Stretched Infrastructure

We can deduct that maintaining legacy applications and providing them with scalability which is not designed for them, leads to costs.

  • Buying equipment to support new technologies
  • Training technical staff
  • Adapting procedures for provisioning and operation
  • Operational time increases because of the overall complexity

How to design scalable applications?

This would not be an exhaustive post regarding application design, but we should remember that:

  • Silos applications should be avoided
  • Databases should be distributed and replicated across sites
  • File servers should be distributed too and should expose files using APIs (hopefully via HTTP), not filesystems (i.e. NFS, SMB/CIFS)
  • Application servers should be stateless
  • L2 adjacency and multicast requirements should be avoided
  • Networks can always fail and this should not have an impact on application performance or availability at all

The last point is especially dedicated to all programmers that think that network can never fail. And the result of that assumption always makes applications crash in the event of:

  • L2 (STP) or L3 (i.e. BGP) network convergence
  • Firewall or load balancer failover (sometimes upgrades do not preserve sessions)
  • Database failover

It’s not a secret that famous internet applications (Google, Facebook, LinkedIn, Twitter…) are designed to geographically scale and they don’t need L2 adjacency at all.

Scalable Infrastructure

Conclusion

Even if it does not make sense to me, many companies still prefer to invest money rather than redesign applications to be scalable and distributed. That’s OK if it’s supported by deep analysis.

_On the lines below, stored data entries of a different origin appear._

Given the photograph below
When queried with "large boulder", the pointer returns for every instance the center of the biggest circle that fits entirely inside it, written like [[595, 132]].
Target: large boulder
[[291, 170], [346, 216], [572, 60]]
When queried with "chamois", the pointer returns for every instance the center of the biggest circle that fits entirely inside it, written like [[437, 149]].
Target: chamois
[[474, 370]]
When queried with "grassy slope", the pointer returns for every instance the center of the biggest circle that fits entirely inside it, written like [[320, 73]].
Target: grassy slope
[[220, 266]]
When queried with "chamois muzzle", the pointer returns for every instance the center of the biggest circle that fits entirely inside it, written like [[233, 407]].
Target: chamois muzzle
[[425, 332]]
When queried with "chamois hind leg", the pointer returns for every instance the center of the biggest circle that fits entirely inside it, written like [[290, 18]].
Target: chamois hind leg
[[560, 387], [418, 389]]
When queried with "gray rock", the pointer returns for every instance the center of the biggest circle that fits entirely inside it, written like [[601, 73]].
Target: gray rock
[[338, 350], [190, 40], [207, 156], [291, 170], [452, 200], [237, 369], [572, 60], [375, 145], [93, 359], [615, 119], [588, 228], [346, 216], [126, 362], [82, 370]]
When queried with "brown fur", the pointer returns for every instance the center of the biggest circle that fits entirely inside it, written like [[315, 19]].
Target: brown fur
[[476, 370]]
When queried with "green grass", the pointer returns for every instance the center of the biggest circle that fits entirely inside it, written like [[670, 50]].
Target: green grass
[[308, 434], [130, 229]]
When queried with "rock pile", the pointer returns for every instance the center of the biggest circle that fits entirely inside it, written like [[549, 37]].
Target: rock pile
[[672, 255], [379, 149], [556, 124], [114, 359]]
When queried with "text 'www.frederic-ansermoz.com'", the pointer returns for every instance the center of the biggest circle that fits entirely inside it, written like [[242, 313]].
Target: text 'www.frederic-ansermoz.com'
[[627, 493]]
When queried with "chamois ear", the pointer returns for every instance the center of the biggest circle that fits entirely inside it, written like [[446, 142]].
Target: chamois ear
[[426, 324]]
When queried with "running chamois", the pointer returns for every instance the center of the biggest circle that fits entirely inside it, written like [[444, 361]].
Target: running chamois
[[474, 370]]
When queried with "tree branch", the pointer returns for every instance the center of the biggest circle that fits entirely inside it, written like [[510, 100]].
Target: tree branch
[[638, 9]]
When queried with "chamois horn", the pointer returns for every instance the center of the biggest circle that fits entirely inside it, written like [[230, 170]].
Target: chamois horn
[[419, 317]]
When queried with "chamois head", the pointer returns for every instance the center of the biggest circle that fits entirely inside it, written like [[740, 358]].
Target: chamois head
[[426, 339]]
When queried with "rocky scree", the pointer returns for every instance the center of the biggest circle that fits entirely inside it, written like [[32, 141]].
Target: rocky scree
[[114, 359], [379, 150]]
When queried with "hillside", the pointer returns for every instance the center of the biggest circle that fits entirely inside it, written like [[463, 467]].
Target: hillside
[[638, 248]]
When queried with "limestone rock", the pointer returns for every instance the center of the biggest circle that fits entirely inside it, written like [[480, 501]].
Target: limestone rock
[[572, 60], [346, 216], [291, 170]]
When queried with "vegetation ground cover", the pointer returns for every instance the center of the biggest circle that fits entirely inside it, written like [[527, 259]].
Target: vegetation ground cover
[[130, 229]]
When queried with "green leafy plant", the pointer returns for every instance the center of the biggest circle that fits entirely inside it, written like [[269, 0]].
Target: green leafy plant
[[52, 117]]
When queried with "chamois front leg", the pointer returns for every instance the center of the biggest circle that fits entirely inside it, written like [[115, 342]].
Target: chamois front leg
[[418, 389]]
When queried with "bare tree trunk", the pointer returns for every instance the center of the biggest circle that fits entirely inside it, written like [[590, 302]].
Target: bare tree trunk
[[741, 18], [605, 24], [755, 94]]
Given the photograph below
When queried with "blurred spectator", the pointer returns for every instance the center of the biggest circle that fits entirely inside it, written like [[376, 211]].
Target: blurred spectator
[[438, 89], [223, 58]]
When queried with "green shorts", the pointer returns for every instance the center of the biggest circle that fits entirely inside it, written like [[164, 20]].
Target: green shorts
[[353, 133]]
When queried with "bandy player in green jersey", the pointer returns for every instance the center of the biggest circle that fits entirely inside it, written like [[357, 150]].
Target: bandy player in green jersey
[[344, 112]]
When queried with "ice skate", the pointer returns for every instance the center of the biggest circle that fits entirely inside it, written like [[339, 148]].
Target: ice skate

Because designing a stretched Data Center spanning two or more sites and adding one more site as disaster recovery could be very complex and requires understanding both: the big picture and each detail. Be sure, you’re not compiling the bill of material without fully understanding where you want to go in the next few years. Moreover be aware that you should start to design applications in the right way, standardizing and automating everything that can be automated. Automation is the key to being competitive. So be sure you’re approaching the right way.